Last year I traveled to Europe for an american manufacturing company. There, they had a production facility which has been using SAP for a while. Finance, Sales, Human Resources, Material Management and Production Planning were long implemented but only used to various degrees.
One of the functiones they did not use was capacity planning. To my question: why not? I received the reply : "SAP ERP can not do capacity planning!" whoa! So I dug a little deeper and to make a really long story very short: back in 2002, their implementation consultant obviously did not know SAPs capacity planning (in a previous blog I claim that your SAP gets functionality-filtered down: first by time and budget constraints, then by what your consultant knows).
Back then it was concluded that the place to maintain available capacity ( in capacity planning you need to compare available capacity - from the work center - to required capacity - from the order) is the MRP Controller !? In the material masters MRP1 screen. Well, that didn't work that well and the team came to the conclusion: Capacity Planning is something SAP can't do!
Nothing is further from the truth (we have done capacity planning at Dornier in Germany with R/2 back in the 80's) but in this specific case a horde of external ABAP programmers developed a 'capacity planning module' for lots of money (in a previous blog post I asked the question: how is it possible that a consultant can program better software in SAP, than SAP can?). It is of no importance that the same company which suggested that SAP can not do capacity planning, also programmed the "missing" SAP capacity module at this plant.
Now that we had that settled, I wanted to see how the planners level capacity. The supervisor very proudly presented their "own" excel spreadsheet solution. "It does not have the current availability and the orders are batch-downloaded only on a weekly basis but at least we can estimate the cost of production - if the plan matches what is actually produced"

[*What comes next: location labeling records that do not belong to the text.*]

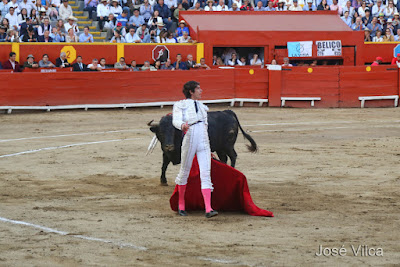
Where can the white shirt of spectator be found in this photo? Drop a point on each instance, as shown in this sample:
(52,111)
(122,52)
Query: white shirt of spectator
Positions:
(132,39)
(181,39)
(171,3)
(224,8)
(12,19)
(103,10)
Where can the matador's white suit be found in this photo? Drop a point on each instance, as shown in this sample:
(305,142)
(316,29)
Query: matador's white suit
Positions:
(195,141)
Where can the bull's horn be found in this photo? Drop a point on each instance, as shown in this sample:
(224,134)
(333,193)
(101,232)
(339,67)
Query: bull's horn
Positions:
(152,123)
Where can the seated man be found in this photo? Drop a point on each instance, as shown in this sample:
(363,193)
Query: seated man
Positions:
(79,66)
(11,63)
(121,65)
(30,63)
(62,61)
(45,62)
(179,65)
(94,66)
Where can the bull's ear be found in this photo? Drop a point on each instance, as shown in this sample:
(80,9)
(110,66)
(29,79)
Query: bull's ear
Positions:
(154,129)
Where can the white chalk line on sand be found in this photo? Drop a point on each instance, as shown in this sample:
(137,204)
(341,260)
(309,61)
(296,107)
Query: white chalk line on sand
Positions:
(65,146)
(74,134)
(107,241)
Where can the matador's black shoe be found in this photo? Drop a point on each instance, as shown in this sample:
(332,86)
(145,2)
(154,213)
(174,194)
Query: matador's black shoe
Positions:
(182,212)
(211,214)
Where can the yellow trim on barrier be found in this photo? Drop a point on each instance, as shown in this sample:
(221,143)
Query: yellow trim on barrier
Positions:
(120,51)
(15,49)
(199,51)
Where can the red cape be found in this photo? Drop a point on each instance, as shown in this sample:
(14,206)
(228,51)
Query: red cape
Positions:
(231,192)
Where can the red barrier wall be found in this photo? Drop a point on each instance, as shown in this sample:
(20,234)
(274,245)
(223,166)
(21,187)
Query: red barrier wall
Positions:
(357,81)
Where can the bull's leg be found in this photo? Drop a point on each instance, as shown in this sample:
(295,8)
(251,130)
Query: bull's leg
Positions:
(166,161)
(222,156)
(232,156)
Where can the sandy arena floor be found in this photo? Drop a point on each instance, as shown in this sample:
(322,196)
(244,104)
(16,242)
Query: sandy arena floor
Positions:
(331,177)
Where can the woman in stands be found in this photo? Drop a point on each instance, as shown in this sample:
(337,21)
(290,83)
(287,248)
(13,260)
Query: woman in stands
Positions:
(190,116)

So let me sum this up: you buy an SAP system, you pay for the implementation, you pay to develop a work around, you then develop a spreadsheet solution on your own - and you end up with nothing! Not a very good business case.

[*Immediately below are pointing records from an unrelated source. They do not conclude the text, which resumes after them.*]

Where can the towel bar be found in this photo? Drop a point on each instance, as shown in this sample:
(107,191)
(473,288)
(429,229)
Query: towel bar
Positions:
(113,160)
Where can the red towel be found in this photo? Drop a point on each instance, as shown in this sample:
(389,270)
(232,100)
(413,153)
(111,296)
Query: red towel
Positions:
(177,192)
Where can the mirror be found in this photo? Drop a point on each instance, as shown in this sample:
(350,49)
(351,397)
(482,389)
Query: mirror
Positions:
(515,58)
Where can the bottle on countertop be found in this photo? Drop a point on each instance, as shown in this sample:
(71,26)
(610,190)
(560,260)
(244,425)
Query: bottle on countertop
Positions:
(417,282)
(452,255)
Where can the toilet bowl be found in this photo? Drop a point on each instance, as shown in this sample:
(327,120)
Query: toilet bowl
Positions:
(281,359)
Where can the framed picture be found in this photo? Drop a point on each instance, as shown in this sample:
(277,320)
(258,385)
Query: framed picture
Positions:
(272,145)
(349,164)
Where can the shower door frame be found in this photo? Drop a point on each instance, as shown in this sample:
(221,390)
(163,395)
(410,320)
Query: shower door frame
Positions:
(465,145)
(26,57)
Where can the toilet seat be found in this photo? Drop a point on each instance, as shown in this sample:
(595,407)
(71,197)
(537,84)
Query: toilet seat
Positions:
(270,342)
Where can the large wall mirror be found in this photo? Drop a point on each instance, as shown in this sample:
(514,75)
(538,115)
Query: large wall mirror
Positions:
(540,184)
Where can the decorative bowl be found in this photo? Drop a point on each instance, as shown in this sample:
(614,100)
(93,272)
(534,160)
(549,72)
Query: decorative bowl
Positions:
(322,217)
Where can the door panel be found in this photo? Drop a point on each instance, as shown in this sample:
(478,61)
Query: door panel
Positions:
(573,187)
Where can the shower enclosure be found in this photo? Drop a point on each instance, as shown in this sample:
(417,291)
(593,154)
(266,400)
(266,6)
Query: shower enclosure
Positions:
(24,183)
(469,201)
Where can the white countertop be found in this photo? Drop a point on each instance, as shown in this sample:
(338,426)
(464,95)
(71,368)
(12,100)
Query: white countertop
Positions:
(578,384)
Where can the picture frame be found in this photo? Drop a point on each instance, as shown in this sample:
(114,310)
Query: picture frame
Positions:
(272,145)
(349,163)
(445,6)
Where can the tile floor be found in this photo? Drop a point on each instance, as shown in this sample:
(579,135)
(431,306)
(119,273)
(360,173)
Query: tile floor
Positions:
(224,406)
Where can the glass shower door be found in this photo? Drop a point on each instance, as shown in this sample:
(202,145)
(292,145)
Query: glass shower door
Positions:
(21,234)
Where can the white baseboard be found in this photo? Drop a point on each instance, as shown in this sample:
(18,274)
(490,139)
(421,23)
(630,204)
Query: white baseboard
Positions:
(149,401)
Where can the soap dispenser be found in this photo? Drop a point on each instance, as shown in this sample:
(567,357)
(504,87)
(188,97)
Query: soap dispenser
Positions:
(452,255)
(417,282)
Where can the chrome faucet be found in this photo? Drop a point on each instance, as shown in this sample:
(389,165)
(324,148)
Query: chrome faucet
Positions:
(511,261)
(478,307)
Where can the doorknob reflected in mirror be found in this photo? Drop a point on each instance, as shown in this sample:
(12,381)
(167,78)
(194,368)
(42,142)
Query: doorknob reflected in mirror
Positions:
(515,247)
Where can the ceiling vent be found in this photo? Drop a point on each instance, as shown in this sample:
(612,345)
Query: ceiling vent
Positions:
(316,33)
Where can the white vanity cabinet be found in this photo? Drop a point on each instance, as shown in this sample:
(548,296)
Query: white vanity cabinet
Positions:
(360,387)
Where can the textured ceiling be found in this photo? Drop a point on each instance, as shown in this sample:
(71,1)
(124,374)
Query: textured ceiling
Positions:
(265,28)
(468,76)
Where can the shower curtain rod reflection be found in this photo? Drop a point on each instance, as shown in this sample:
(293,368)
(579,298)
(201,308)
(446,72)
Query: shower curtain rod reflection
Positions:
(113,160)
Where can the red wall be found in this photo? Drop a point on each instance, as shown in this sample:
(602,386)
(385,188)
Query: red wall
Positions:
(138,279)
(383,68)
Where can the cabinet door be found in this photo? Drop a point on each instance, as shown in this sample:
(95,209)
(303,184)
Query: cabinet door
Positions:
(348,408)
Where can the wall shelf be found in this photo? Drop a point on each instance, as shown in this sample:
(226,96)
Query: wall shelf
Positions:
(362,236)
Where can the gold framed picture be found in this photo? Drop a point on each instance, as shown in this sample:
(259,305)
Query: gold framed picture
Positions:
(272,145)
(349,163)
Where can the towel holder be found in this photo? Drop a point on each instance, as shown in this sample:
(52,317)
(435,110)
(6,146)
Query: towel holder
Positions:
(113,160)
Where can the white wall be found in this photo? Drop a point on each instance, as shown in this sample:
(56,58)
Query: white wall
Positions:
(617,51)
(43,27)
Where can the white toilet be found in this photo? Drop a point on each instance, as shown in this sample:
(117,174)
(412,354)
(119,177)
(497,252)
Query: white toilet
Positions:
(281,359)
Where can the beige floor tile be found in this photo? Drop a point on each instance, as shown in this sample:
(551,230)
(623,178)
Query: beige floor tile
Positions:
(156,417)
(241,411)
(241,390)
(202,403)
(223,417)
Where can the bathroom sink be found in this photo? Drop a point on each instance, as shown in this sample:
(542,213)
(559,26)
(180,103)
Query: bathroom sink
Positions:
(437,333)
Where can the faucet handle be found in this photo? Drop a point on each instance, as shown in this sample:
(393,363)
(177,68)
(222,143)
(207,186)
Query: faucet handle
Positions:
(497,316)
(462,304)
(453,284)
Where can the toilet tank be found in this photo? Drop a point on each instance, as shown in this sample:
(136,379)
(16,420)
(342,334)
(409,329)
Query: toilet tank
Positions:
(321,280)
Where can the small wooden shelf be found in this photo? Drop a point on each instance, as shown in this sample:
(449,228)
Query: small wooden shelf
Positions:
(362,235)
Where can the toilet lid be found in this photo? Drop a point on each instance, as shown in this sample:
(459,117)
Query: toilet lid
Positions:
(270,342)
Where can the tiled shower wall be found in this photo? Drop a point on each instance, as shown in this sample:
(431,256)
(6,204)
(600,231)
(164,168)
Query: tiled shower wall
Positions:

Capacity Planning in SAP is very real! It is extremely flexible and works for everything from discrete to process manufacturing. it is perfectly integrated with all your planning and execution and costing functions in SAP and does not require any modification or work-around.
I bet you the cost of a work-around to make it work at your company to your fullest satisfaction with all the bells and whistles you ever need. In the standard!